Grainger challenged by ‘difficult industrial environment’
Grainger (NYSE: GWW) reported results for the 2016 second quarter ended June 30, 2016. Sales of $2.6 billion increased 2 percent versus $2.5 billion in the second quarter of 2015. There were 64 selling days in the 2016 second quarter, the same as the 2015 second quarter. Net earnings for the quarter of $173 million were down 22 percent versus $221 million in 2015.
“Grainger and our industry remain challenged by the difficult industrial environment. The U.S. business performed slightly below our expectations due to lower sales volume that was partially offset by better than expected gross profit margins. We managed expenses tightly in the quarter given the lower sales volume” said Chairman, President and Chief Executive Officer Jim Ryan.
“A bright spot for the quarter was the continued strong performance of our single channel online businesses, which posted topline growth of 34 percent,” Ryan said. “Despite the significant shortfall in Canada, which contributed to quarterly performance below our expectations, I have great confidence that we have positioned Grainger to capitalize on the attractive growth opportunity in the large and fragmented MRO market.”
The company also revised its 2016 sales and earnings per share guidance and now expects sales growth of 1 to 4 percent. The company’s previous 2016 guidance, communicated on April 18, 2016, included sales growth of 0 to 6 percent.
Sales increased 2 percent in the 2016 second quarter versus the prior year. The sales performance included a 4 percentage point contribution from Cromwell Group (Holdings) Limited, acquired on September 1, 2015. Excluding this acquisition, organic sales declined 2 percent driven by a 1 percentage point decrease in volume and a 1 percentage point reduction in price.
Company operating earnings of $306 million for the 2016 second quarter declined 14 percent versus $357 million in the 2015 quarter. The decline was driven by lower sales, lower gross profit margins and higher operating expenses.
The company has two reportable business segments, the United States and Canada, which represented approximately 82 percent of company sales for the quarter. The remaining operating businesses are located in Europe, Asia and Latin America. The single channel online businesses are included in Other Businesses and are not reportable segments.
Sales for the U.S. segment declined 3 percent versus the 2015 second quarter. The 3 percent decline was driven by a 2 percentage point decrease in volume and a 2 percentage point decline in price, partially offset by a 1 percentage point contribution from increased sales to Zoro, the single channel online business in the United States. Retail and Government customers posted the strongest sales growth in the quarter.
Operating earnings for the U.S. segment declined 6 percent in the quarter driven by lower sales and lower gross profit margins, partially offset by lower operating expenses. Gross profit margins for the quarter declined 0.9 percentage points driven by unfavorable customer mix and price deflation outpacing cost deflation.
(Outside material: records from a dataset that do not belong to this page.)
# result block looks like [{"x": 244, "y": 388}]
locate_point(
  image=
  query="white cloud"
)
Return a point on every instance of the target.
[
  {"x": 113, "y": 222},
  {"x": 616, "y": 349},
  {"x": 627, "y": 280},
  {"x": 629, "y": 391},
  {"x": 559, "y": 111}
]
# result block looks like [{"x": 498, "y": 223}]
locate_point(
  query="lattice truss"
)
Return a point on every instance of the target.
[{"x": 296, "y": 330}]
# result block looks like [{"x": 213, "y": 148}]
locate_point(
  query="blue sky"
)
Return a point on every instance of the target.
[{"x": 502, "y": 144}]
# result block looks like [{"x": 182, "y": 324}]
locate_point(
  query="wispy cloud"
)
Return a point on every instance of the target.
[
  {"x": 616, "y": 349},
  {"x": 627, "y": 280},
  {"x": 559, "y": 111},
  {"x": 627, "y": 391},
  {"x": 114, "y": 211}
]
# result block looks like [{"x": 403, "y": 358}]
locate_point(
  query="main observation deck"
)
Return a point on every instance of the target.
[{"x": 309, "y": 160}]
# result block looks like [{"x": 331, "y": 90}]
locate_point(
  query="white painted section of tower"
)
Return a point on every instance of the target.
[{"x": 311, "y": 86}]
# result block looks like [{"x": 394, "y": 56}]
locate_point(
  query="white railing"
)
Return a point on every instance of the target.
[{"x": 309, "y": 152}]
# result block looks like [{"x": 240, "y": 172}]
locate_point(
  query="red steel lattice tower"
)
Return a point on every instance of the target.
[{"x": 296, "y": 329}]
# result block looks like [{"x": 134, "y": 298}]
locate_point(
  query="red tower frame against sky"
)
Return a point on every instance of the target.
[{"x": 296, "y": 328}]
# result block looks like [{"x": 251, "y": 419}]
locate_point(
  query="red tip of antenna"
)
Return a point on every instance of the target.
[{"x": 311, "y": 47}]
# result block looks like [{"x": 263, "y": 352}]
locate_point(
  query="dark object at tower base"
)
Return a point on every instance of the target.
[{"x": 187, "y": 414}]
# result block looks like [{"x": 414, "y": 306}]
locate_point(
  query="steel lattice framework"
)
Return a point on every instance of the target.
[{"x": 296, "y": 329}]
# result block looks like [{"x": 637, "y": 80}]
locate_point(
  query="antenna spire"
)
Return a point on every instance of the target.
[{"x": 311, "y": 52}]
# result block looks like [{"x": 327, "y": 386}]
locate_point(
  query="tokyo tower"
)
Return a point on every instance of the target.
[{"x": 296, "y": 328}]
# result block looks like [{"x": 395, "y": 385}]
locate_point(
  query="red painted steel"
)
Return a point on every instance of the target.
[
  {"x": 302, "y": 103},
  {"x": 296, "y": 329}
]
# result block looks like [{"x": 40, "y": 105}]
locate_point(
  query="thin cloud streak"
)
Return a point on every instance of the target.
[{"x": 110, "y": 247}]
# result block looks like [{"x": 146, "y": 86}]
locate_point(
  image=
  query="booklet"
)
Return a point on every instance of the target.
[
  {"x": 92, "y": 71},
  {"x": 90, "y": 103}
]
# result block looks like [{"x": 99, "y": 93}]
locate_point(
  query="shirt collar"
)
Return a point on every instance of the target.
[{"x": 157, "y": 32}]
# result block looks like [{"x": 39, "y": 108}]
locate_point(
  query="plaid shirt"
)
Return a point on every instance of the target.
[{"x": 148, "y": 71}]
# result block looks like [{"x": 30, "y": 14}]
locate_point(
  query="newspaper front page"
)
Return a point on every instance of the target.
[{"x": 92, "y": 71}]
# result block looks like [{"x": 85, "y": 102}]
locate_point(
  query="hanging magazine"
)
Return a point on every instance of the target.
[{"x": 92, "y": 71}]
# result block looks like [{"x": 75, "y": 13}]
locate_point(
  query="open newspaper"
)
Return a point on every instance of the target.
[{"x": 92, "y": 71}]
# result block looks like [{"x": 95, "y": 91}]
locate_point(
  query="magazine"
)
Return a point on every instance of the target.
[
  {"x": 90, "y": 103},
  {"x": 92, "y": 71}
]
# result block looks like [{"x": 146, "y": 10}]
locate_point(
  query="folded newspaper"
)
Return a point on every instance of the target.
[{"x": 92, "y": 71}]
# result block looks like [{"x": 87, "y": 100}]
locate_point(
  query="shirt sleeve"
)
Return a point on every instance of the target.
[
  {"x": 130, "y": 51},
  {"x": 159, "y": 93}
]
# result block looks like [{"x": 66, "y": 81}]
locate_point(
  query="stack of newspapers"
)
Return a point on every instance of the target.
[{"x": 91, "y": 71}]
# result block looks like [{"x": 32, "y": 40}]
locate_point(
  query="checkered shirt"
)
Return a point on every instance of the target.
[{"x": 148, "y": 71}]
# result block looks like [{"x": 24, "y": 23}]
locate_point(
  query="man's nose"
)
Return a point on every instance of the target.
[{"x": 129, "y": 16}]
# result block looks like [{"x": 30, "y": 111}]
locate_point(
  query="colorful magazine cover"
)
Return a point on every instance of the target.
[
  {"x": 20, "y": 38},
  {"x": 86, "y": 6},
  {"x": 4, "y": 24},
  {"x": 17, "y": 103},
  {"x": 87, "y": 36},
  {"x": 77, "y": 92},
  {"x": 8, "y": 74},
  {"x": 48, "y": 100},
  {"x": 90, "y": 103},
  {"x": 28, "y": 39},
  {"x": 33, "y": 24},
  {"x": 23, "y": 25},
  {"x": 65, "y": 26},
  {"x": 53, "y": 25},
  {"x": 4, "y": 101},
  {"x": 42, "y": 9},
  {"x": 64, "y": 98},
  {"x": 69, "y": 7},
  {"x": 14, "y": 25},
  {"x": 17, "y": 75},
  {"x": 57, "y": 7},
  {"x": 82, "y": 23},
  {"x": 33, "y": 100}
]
Operating expenses for the segment were down 4 percent in the quarter versus the 2015 second quarter.
The quarter included $6 million of restructuring costs for the U.S. segment driven by previously announced branch closures and the offshoring of some IT support functions. These charges were more than offset by $15 million in gains on the sale of branch real estate for a net restructuring benefit of $9 million, or $0.09 per share. Excluding restructuring, operating expenses were down 2 percent and operating earnings were down 8 percent.
Second quarter 2016 sales for Acklands-Grainger declined 19 percent in U.S. dollars and 16 percent in local currency. The 16 percent decline consisted of 14 percentage points from lower volume and 2 percentage points from the wildfires in Alberta. The business in Canada continued to be affected by a weak economic environment, resulting in lower sales to most customer end markets.
The business in Canada posted a $28 million operating loss in the 2016 second quarter versus operating earnings of $9 million in the prior year, driven by the sales decline, a lower gross profit margin and negative expense leverage. The gross profit margin in Canada declined 12 percentage points versus the prior year, primarily due to a large inventory adjustment along with cost of goods inflation exceeding price inflation due to unfavorable foreign exchange. Operating expenses declined 3 percent in the quarter due to lower SAP project costs and lower advertising costs, partially offset by restructuring costs.
For the six months ended June 30, 2016, sales of $5.1 billion increased 2 percent versus $5.0 billion in the six months ended June 30, 2015. There were 128 selling days in the first six months of 2016, one more than in 2015. Net earnings decreased 17 percent to $359 million versus $432 million in the first half of 2015. Earnings per share for the six months decreased 9 percent to $5.77 versus $6.32 in the first half of 2015.
Year-to-date results contained special items that the company believes are not indicative of ongoing operations and have been removed to provide better comparability with prior periods. Excluding the special items in both six-month periods noted below, net earnings decreased 13 percent and earnings per share decreased 5 percent.